India has preferential market access to ASEAN, Japan, South Korea, by various FTAs and CEPAs it has signed during the last decade. Pakistan has FTAs with China, Malaysia and Sri Lanka and benefit from GSP-plus in the EU market. In contrast, Sri Lanka has preferential market access only to India and Pakistan (and some preferential access to APTA members China and Korea to which Bangladesh and India also qualify). Clearly, Sri Lanka lags behind even its South Asian neighbours in having preferential market access to its trading partners.

When Sri Lanka’s standing in the global and regional framework is behind others, it becomes all the more important to sign more agreements to embark on negotiations. That is the reason why the China-Sri Lanka Agreement was signed in May 2013 to embark on trade negotiations. The China-Sri Lanka Agreement includes services and investment liberalisation. Sri Lanka has already signed the SATIS and the China-Sri Lanka Agreement to embark on deeper negotiations. 

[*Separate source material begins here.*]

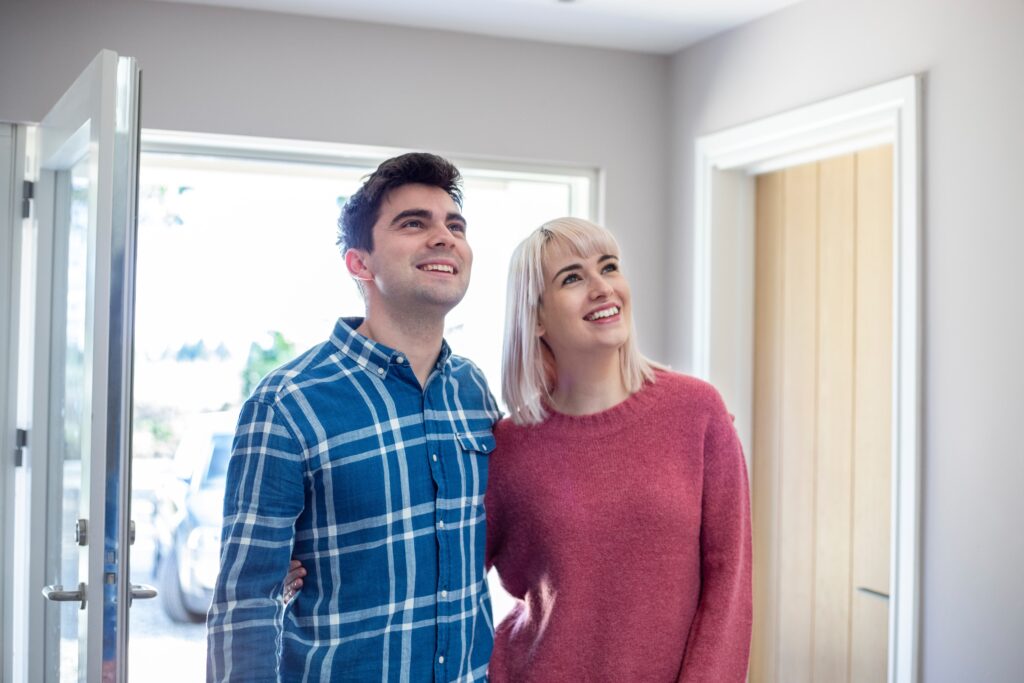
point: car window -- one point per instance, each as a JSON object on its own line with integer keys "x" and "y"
{"x": 217, "y": 471}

This raises the question as to why there is so much concern regarding Sri Lanka embarking upon ETCA negotiations with India to extend the current FTA in goods to cover services, investment, technology, and training as well. A misrepresentation of facts and figures or a negative political agenda should not hold back the country’s development prospects. A transparent rules-based framework is the best way to take advantage of Sri Lanka’s proximity to the Indian market. The Indian economy is the fastest growing large economy in the world with a rapidly expanding middle class, particularly in the Southern States. 

It is time Sri Lanka moves decisively to embark upon deeper economic agreements for its growth and development. The rest of the world is not going to wait for us. Time is not on our side and we need to move fast.